The soft palate plays an important role in speech and swallowing. Paired muscle on both sides of the midline (see the following image) form the musculature of the soft palate. The levator veli palatini is the most important muscle for the production of speech and velopharyngeal competence. The paired muscles of the soft palate function as a sling from their origin at the undersurface of the temporal bone to their aponeurosis across the midline, as they elevate the soft palate toward the posterior pharyngeal wall.
The palatopharyngeus further supplements the posterior movement of the soft palate. Contraction of the superior pharyngeal constrictor contributes to closure of the velopharyngeal opening at the lateral and posterior pharyngeal wall. The primary function of the tensor veli palatini is to dilate the eustachian tube and to maintain its integrity. The uvular muscle is thought to have a minimal contribution to normal speech.
Clefts of the palate (CPs) are associated with bony, as well as soft-tissue, abnormalities. Clefts of the secondary palate may be isolated or associated with clefts of the primary palate. Although clefts of the secondary palate are midline defects (see the image below), those involving the primary palate are usually asymmetric, with the vomer attached to the noncleft side. The dental arch on the noncleft side usually splays outward due to the lack of restraining force from the lip, and the palate is foreshortened in the anteroposterior direction. In the case of complete bilateral clefts, the entire premaxilla protrudes from the adjacent alveolar ridges. Because of the collapse of the palatine shelves posterior to the premaxilla and its possible rotation, the premaxilla is prevented from rejoining the arch and is left attached solely to the vomer.
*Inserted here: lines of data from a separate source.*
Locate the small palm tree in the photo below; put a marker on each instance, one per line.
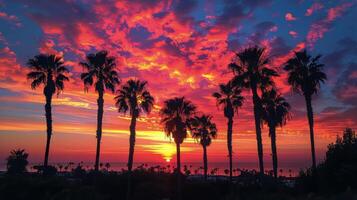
(175, 115)
(47, 70)
(275, 113)
(203, 130)
(251, 72)
(305, 75)
(100, 68)
(133, 97)
(230, 98)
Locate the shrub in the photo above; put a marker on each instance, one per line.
(17, 161)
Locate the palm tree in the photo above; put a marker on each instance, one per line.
(49, 71)
(100, 68)
(203, 130)
(230, 98)
(275, 113)
(175, 115)
(251, 72)
(133, 97)
(305, 75)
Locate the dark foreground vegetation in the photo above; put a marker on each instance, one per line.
(335, 178)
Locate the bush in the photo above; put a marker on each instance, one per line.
(17, 161)
(339, 170)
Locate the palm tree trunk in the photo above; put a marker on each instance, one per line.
(179, 195)
(229, 145)
(132, 143)
(272, 133)
(131, 154)
(258, 130)
(310, 116)
(205, 163)
(100, 103)
(48, 111)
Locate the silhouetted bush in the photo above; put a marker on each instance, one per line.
(339, 170)
(47, 171)
(17, 161)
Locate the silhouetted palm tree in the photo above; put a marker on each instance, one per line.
(230, 98)
(275, 113)
(251, 71)
(100, 68)
(49, 71)
(203, 130)
(305, 77)
(133, 97)
(175, 115)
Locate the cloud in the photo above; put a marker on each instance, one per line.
(10, 18)
(293, 34)
(314, 7)
(290, 17)
(320, 27)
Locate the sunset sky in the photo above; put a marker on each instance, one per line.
(181, 48)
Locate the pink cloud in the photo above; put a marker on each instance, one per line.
(10, 18)
(290, 17)
(313, 8)
(319, 28)
(293, 34)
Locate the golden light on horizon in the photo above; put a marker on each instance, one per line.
(166, 150)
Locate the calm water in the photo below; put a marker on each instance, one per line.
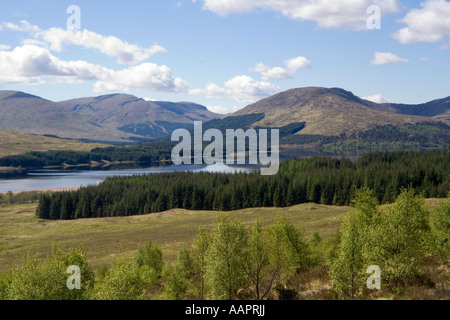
(51, 179)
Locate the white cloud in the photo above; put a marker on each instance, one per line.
(146, 76)
(56, 39)
(28, 64)
(218, 109)
(381, 58)
(24, 26)
(326, 13)
(278, 73)
(111, 46)
(429, 24)
(377, 98)
(242, 89)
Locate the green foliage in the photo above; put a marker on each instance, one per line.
(298, 253)
(440, 231)
(225, 258)
(150, 256)
(320, 180)
(262, 264)
(347, 268)
(399, 244)
(395, 239)
(47, 280)
(176, 285)
(122, 282)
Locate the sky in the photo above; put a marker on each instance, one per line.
(226, 54)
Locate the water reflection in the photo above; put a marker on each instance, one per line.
(45, 179)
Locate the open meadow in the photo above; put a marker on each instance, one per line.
(106, 239)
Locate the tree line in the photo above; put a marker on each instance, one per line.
(237, 261)
(320, 180)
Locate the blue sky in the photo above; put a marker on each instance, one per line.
(226, 54)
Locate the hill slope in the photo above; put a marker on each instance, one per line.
(15, 143)
(326, 112)
(439, 109)
(130, 114)
(31, 114)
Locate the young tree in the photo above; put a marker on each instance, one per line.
(297, 249)
(176, 285)
(262, 265)
(400, 242)
(347, 269)
(38, 279)
(440, 231)
(199, 262)
(150, 256)
(225, 258)
(121, 282)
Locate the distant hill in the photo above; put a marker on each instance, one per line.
(130, 114)
(326, 112)
(116, 118)
(32, 114)
(439, 109)
(15, 143)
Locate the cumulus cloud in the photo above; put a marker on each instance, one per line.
(28, 64)
(218, 109)
(278, 73)
(381, 58)
(111, 46)
(242, 89)
(56, 39)
(146, 76)
(377, 98)
(326, 13)
(429, 24)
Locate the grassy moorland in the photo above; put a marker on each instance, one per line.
(106, 239)
(15, 143)
(111, 244)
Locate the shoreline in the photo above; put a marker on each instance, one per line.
(46, 190)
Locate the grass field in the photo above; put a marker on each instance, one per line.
(14, 143)
(106, 239)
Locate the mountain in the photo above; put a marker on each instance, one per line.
(15, 143)
(129, 114)
(27, 113)
(439, 109)
(328, 112)
(116, 118)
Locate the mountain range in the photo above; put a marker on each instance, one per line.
(303, 112)
(334, 111)
(111, 118)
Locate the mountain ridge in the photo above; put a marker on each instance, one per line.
(326, 111)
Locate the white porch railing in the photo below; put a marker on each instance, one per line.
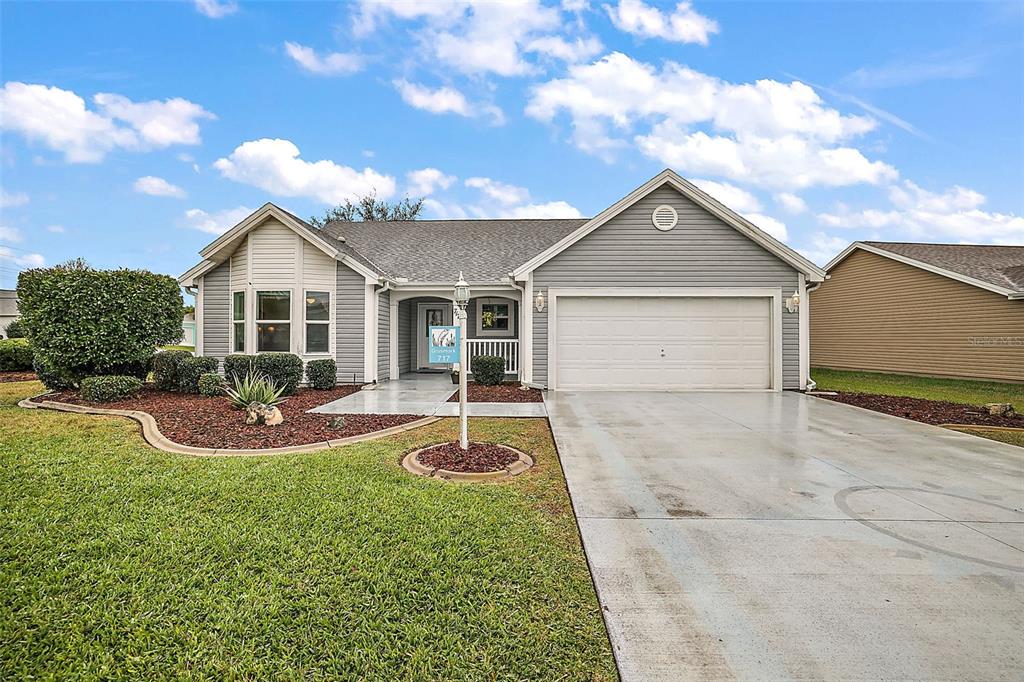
(508, 349)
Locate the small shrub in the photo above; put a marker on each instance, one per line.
(15, 355)
(167, 369)
(52, 378)
(192, 369)
(254, 387)
(211, 384)
(110, 388)
(15, 330)
(285, 370)
(322, 373)
(488, 370)
(238, 365)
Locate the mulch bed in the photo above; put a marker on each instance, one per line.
(929, 412)
(211, 422)
(481, 457)
(8, 377)
(501, 393)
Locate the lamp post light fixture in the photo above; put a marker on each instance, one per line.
(462, 294)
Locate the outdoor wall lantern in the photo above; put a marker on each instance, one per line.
(793, 303)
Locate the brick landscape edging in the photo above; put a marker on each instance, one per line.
(153, 435)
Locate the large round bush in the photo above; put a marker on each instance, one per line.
(84, 322)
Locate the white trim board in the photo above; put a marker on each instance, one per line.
(705, 201)
(1009, 293)
(773, 293)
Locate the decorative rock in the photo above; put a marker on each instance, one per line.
(998, 409)
(257, 413)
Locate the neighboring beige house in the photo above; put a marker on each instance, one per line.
(939, 309)
(8, 309)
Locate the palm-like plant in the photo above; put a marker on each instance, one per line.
(254, 387)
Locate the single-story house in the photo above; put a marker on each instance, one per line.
(666, 289)
(935, 309)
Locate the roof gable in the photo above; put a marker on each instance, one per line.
(995, 268)
(701, 199)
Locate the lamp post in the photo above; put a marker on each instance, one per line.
(461, 301)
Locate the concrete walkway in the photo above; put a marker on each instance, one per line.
(422, 394)
(776, 536)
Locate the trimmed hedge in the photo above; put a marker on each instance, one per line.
(110, 388)
(284, 369)
(488, 370)
(85, 323)
(322, 373)
(167, 369)
(15, 355)
(211, 384)
(192, 369)
(237, 366)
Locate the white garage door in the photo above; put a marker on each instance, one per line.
(663, 343)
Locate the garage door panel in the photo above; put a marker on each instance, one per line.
(663, 342)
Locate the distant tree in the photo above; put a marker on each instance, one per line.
(370, 208)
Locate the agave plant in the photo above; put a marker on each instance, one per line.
(254, 387)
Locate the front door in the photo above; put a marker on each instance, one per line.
(429, 314)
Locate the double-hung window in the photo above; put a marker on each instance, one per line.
(239, 322)
(273, 316)
(317, 322)
(494, 316)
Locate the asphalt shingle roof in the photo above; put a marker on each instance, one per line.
(999, 265)
(438, 250)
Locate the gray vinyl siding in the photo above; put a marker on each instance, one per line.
(384, 336)
(700, 251)
(407, 349)
(216, 306)
(350, 320)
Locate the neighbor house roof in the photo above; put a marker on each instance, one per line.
(435, 250)
(997, 268)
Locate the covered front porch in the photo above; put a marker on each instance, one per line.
(493, 328)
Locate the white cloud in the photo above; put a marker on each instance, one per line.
(765, 133)
(823, 248)
(158, 186)
(684, 25)
(427, 180)
(10, 235)
(274, 166)
(215, 8)
(500, 192)
(953, 215)
(24, 260)
(217, 222)
(333, 64)
(10, 200)
(60, 120)
(791, 203)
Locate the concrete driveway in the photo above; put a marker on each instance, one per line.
(775, 536)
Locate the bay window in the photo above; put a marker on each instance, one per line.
(317, 322)
(273, 316)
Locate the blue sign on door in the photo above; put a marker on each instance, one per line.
(443, 345)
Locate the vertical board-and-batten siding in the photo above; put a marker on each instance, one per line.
(879, 314)
(384, 336)
(700, 251)
(216, 305)
(349, 322)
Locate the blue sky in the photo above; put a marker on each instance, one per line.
(130, 133)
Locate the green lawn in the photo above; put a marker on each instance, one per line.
(952, 390)
(121, 561)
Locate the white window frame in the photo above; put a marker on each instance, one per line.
(326, 323)
(501, 333)
(245, 324)
(256, 322)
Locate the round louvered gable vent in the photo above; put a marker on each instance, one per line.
(665, 217)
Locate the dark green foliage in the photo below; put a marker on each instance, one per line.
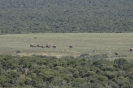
(35, 16)
(65, 72)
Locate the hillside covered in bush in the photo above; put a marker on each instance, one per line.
(65, 16)
(65, 72)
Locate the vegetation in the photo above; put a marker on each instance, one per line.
(35, 16)
(102, 45)
(64, 72)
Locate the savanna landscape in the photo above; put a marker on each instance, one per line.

Soft-tissue defects of the cleft palate include hypoplasia of the velar musculature in addition to anomalous insertions of its muscular components (see the following image). The normal midline insertion and transverse orientation of the levator palatini is substituted by an aberrant longitudinal orientation and insertion along the bony cleft margin and posterior palatine bones. Other palatal muscles are affected similarly. Dysfunction results in speech pathology with velopharyngeal incompetence and in eustachian- tube obstruction with resultant middle-ear effusion, infections, and possible hearing loss.